2017

Tribeca Film Festival Review: Tim Golden and Ross McDonnell’s ‘ELIÁN’

We all know his name. He was the five-year old Cuban refugee discovered floating on an inner tube in the Florida straits. Pulled ashore by fisherman and delivered into the hands of his father’s family in Miami, Elián González went on to become the poster child of a political and personal war with no clear solution. Thousands of Cuban refugees living in Miami hailed the boy’s arrival as a blessed homecoming. Thousands more in Cuba got behind Fidel Castro and called for the boy’s return. Almost 20 years after his name faded from headlines, Irish filmmakers Tim Golden and Ross McDonnell have taken up Elián’s story with the intention of telling it like it’s never been told before. ELIÁN contextualizes the boy’s sensationalized story in a larger political context, asks provocative questions about the underlying motivations of key players and goes so far as to suggest his fate has had a lasting significance on the U.S. government and beyond.

ELIÁN was acquired by CNN Films and its readiness for television is clear. Forgoing patience or anything that could be called “impressionistic,” ELIÁN’s techniques are more suited to an extended cable news special. Nevertheless, the approach is an entertaining one. Golden and McDonnell cut rapidly between archival news footage and revealing interviews with all the right figures including Elián’s father (who fought for his son’s repatriation), Elián’s cousin (who became Elián’s mother figure during his stay in the States) and the officer who eventually extracted Elián from his temporary home at gunpoint. And best of all, we get to hear from Elián himself. Except the filmmakers wisely withhold certain details of his current life until the end of the film, and it makes for a satisfying and poignant payoff.

The question at the core of ELIÁN has less to do with what happens to the boy and more to do with what happens to the American public that drank up every image, headline and news clip related to the story and were consequently left with shrugging shoulders. Did he belong in the land of the free as his drowned mother intended? Or was he rightly relocated to Cuba in the care of a man who really did seem to love him? There was no easy answer, then or now.

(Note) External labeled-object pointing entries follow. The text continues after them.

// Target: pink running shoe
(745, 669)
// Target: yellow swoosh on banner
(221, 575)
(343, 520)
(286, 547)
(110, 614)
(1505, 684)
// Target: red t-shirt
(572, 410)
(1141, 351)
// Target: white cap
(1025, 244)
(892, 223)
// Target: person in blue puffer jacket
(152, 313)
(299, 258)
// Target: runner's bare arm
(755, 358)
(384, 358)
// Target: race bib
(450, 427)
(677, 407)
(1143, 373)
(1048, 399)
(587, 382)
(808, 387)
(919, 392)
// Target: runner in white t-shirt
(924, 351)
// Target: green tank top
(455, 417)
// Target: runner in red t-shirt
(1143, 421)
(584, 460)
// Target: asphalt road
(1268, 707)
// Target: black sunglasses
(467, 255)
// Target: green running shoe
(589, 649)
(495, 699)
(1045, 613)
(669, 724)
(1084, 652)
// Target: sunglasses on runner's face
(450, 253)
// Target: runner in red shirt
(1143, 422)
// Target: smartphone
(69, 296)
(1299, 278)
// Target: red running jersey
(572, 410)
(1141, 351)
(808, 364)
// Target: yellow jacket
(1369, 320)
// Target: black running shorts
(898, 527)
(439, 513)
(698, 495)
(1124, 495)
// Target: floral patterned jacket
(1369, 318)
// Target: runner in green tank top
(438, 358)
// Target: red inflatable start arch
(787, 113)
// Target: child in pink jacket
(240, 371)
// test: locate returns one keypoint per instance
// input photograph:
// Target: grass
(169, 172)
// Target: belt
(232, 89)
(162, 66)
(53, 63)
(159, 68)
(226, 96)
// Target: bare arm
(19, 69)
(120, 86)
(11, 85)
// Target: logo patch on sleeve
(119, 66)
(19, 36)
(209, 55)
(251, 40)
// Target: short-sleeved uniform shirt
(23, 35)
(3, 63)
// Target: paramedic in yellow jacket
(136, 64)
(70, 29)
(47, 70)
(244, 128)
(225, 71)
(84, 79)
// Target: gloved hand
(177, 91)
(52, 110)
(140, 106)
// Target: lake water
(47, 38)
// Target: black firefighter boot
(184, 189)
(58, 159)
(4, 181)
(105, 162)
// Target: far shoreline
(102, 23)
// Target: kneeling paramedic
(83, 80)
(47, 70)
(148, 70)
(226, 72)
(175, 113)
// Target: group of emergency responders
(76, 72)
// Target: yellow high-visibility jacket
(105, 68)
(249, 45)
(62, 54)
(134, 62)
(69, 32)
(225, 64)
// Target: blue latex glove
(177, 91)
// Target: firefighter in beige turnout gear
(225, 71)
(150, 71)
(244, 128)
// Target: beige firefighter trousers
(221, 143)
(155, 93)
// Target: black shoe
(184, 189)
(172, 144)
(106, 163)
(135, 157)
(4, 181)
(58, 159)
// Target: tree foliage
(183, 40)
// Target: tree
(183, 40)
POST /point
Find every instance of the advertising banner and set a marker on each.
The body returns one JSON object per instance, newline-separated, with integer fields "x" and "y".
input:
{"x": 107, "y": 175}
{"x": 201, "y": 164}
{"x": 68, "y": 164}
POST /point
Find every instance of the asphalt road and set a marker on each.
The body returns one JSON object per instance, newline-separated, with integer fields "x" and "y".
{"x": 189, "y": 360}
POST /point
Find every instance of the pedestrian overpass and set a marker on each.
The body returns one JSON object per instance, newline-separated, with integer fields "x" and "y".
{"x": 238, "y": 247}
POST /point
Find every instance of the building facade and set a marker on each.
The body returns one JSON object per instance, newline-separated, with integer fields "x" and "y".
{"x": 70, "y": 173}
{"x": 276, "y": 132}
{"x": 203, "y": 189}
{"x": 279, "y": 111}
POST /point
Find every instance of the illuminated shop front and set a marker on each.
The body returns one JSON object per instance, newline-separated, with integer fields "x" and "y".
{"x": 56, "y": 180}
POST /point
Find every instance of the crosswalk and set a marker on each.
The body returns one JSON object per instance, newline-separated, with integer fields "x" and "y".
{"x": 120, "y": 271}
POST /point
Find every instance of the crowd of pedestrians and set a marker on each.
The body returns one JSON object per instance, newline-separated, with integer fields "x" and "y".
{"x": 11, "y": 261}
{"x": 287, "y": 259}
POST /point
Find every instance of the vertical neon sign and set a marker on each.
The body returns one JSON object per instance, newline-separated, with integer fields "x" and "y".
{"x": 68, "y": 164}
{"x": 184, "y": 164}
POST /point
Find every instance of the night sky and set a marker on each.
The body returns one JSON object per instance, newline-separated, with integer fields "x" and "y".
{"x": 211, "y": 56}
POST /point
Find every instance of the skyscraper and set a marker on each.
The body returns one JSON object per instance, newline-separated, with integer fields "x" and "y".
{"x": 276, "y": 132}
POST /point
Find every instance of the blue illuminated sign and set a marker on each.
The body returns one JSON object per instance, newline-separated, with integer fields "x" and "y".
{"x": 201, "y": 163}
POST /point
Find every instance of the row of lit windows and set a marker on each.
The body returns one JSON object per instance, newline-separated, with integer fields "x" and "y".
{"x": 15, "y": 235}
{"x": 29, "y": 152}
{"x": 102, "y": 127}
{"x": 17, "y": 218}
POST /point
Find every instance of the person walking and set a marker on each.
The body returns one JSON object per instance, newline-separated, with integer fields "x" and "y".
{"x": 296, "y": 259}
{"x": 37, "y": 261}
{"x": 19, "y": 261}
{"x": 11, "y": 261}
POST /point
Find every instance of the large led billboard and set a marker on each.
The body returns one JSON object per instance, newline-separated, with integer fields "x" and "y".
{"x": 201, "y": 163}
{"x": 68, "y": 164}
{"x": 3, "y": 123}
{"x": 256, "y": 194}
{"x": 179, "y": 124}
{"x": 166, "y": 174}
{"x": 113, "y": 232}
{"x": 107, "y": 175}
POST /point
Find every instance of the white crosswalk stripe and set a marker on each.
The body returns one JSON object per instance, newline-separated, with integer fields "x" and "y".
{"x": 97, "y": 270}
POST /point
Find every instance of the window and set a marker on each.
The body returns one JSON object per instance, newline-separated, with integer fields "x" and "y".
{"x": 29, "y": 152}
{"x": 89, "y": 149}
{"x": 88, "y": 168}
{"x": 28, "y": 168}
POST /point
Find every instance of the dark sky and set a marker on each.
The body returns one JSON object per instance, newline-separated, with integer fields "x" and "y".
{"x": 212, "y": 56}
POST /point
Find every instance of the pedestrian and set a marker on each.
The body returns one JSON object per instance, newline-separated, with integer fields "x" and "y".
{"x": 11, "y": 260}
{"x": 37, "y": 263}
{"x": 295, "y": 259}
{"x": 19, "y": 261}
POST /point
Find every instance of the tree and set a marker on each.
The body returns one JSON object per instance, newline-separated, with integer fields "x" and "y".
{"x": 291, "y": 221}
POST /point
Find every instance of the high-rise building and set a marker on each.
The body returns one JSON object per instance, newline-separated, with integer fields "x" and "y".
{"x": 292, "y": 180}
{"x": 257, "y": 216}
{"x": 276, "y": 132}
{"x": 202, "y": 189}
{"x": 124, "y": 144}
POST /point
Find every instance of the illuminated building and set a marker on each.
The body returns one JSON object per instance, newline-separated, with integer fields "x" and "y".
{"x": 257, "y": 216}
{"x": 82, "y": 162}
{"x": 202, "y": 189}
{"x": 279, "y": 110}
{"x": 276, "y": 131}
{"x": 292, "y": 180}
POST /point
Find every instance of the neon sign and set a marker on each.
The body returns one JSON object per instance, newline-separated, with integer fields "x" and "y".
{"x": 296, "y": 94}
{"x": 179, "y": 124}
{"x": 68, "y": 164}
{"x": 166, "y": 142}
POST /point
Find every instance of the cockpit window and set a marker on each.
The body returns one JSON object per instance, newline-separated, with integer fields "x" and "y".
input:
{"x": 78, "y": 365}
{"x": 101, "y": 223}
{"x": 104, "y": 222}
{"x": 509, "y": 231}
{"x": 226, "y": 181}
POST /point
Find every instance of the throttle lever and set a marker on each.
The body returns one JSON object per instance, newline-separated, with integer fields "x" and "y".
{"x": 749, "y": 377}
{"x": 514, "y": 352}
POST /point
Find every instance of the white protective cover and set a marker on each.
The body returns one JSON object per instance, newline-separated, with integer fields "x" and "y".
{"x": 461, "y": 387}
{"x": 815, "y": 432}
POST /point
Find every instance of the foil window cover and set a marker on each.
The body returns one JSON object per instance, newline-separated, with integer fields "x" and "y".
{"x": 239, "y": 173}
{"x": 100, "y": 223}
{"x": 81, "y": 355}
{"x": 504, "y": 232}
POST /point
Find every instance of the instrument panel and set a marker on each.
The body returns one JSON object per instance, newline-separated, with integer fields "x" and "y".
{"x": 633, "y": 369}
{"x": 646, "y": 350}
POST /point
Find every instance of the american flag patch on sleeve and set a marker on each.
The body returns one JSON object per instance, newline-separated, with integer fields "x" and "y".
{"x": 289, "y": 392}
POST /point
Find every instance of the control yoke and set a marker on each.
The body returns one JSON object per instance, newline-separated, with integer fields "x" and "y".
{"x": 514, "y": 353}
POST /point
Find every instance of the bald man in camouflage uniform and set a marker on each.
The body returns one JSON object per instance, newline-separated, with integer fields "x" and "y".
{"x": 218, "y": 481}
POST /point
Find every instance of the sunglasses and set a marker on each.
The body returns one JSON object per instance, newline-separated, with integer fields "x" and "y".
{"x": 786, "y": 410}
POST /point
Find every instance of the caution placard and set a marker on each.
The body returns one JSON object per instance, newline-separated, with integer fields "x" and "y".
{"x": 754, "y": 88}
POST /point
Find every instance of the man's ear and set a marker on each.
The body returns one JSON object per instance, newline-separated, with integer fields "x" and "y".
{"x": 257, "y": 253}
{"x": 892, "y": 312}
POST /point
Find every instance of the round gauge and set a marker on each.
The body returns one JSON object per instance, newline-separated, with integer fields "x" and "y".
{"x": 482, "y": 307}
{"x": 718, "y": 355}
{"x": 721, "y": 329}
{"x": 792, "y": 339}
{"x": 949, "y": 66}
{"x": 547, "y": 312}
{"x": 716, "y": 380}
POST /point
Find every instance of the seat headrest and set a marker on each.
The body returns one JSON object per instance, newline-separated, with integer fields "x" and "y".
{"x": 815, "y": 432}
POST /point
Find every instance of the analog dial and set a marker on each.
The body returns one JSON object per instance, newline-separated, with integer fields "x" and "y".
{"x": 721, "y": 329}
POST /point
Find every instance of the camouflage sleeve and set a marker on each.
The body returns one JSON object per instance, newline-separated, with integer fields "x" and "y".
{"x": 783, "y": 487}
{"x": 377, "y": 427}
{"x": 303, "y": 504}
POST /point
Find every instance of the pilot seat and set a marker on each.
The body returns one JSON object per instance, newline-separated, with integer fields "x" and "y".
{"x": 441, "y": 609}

It’s a miracle that Golden and McDonnell were able to create such a coherent document out of what appears to be bureaucratic chaos. The footage of Elián’s ultimate capture is especially riveting, as it captures both the brute force of the troopers as they entered the house and the hoards of people outside who formed a human shield to protect a boy they didn’t even know. Watching the situation unravel in Golden and McDonnell’s capable hands produces a wave of so many conflicting emotions that it’s easy to find oneself flip-flopping sides. Of course the loving family in Miami should keep the boy on American soil where he can grow up with hearty American values (and toys). But wait, of course he should go back to Cuba. It’s the universal right of every father to raise his own flesh and blood, regardless of a communist regime.

The most startling thesis put forth by the film is that Elián’s predicament led to the 2000 election of George W. Bush for president. After all, it was Florida’s 10,000 Cuban immigrants, dissatisfied with the Clinton administration’s decision regarding Elián, who switched their votes to republican and decided the fate of the presidency. Maybe if democratic Attorney General Janet Reno had labored to keep Elián rather than hand him back to Cuba, Al Gore would have won and the Iraq War might never have happened. It’s exactly this kind of far-fetched postulating that places ELIÁN squarely in the arena of high-stakes, TV drama. Golden and McDonnell are smart enough to follow this idea with a differing perspective but still, much of the documentary plays out in this combative and deliberately stirring tone.

One of the fishermen who found Elián called it a miracle. The other said it was a matter of being in the right place at the right time. Elián’s father declared Cuba a fine place to raise a child. Elián’s cousin said America was the only place for him because it was the only place where he could live as freely as his mother intended. Castro claimed the boy like a piece of Cuban property. The Miami people extolled him as an American hero. One thing’s for sure: everyone in ELIÁN has a different story. Golden and McDonnell tell them all.